Remember Miss Havisham, the creepy old maid in Charles Dickens’ Great Expectations? Well, Kathleen has given her a much-needed makeover. Enjoy.
Ms. Havisham
I, too, had great expectations. To be or not to be a wife defined my life. My dowry guaranteed a husband, and I would be a mother, helpmeet, nurse. Nothing could be worse than that damning epithet: old maid. Left at the altar – jilted. My bouquet wilting, I drew my veil down over my face and let the yards of lace fall dragging through the dust. Years later, I still hold the knife: May I cut you a slice - a corner piece perhaps, with extra frosting? Don’t mind the spiders and the mice racing in and out, tunnels crumbling behind them.
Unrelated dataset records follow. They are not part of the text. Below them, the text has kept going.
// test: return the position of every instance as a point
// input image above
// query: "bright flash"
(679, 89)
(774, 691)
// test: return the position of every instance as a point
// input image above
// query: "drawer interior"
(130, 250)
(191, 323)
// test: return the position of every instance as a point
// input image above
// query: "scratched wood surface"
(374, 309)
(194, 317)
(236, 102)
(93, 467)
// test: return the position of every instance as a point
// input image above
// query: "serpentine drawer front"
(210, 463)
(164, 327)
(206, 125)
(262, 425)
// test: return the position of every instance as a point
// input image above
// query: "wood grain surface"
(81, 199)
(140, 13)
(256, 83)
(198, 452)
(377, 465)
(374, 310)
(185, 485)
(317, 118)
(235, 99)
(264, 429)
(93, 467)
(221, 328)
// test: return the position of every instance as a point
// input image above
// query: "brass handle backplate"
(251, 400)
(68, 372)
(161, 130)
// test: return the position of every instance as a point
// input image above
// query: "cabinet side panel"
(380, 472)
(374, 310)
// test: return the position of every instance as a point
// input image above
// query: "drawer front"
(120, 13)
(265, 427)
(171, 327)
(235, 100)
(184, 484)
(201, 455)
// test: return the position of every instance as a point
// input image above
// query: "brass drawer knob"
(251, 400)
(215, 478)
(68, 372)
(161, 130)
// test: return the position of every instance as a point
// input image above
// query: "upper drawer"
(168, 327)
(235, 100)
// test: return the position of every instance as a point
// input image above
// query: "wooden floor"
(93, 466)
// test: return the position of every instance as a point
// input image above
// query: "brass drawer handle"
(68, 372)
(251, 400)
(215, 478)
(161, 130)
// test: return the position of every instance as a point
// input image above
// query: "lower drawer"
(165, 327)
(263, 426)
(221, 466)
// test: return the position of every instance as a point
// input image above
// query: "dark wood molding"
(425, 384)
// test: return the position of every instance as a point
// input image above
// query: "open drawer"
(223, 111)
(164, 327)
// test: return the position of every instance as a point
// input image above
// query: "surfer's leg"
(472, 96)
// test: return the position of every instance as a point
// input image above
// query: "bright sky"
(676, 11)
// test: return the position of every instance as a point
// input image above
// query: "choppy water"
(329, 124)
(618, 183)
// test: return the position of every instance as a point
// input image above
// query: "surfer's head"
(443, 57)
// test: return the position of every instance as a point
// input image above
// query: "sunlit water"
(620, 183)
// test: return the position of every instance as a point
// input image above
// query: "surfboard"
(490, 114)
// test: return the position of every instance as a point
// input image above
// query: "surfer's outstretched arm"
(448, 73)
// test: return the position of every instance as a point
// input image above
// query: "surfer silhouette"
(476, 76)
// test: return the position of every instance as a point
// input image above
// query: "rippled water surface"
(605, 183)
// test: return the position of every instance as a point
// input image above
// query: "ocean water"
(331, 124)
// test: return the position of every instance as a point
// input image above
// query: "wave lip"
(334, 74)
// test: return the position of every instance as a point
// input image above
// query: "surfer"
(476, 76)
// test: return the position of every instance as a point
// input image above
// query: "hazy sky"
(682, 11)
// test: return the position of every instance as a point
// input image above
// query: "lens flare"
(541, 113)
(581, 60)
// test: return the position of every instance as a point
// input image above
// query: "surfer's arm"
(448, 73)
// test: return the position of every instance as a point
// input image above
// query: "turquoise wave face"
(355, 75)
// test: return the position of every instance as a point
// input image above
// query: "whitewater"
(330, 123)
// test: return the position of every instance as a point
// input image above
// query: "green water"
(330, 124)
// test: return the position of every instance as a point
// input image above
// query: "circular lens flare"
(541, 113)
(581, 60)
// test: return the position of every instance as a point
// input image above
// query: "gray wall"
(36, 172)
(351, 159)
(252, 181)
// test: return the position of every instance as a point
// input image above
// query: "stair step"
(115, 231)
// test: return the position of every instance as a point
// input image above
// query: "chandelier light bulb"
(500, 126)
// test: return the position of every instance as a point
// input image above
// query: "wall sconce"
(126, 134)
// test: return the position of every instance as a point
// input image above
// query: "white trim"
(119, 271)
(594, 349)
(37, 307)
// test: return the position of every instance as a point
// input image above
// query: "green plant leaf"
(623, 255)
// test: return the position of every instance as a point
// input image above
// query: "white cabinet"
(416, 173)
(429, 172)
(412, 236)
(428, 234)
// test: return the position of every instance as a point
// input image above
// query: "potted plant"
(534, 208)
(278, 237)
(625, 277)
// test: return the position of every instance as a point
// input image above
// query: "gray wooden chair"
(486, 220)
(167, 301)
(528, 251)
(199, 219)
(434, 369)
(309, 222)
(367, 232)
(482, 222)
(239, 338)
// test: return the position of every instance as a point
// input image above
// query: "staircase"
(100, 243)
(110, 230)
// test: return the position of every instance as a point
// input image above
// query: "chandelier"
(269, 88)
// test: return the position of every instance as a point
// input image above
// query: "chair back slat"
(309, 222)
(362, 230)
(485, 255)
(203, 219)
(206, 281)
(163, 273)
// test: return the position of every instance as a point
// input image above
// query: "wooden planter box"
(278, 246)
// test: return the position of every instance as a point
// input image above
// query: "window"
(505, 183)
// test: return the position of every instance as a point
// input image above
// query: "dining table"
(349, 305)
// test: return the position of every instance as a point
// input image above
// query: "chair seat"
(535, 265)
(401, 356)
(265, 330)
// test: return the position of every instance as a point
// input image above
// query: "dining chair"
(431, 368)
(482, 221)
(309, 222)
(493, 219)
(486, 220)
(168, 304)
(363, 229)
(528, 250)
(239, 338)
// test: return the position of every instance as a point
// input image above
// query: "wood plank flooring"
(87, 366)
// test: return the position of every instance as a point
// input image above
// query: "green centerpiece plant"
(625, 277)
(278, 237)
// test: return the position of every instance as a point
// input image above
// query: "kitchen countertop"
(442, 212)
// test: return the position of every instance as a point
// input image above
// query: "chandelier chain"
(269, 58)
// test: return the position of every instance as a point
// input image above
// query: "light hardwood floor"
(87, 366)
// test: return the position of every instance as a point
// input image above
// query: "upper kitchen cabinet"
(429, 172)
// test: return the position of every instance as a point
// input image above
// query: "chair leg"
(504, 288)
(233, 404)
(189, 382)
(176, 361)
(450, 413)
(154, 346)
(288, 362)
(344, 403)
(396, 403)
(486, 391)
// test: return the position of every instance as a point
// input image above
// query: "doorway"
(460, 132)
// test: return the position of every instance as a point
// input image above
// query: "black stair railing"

Mr. Dickens, I implore you - change mine to a happy ending. No funeral pyre, no more desires gone up in smoke. Set me in some future time when I could say: never married, never needed to; earned a degree, had a job, a car, a condo in the city, a lover who never strayed. I’d celebrate my singular good fortune with a cake - not Mrs. Beeton’s recipe - no butter, no gluten, no nuts. I’d clear up after with a cordless vac. I’d sweep the ceiling free of spider webs. I’d read a novel in one sitting then I’d take a nap.
[sorry about the formatting of the first line–it resisted fixing.]
OK, you poets and short story writers–let’s hear it. Who else has a revised female archetype to share?
I love this poem, too. As well as your short story in the same issue – http://sharkreef.org/fiction/alamogordo/. Way to go – quite different from your most recent writing!
Thanks for the plug! I know; it is SO different I hesitate to let it share space with Jocelyn on my website. 🙂
I LOVE this. Thanks for posting, Gretchen. Though I don’t have a revised female archetype. I’ll think about it, however!
Luckily others have taken care of some of the worst ones from fairy tales. Personally, I wish someone would rewrite Tess of the D’urbervilles!
Jane Rhys’s Wide Sargasso Sea; Emma Donoghue’s Kissing the Witch.
I know the first–good call. Will look up the second title. Thanks!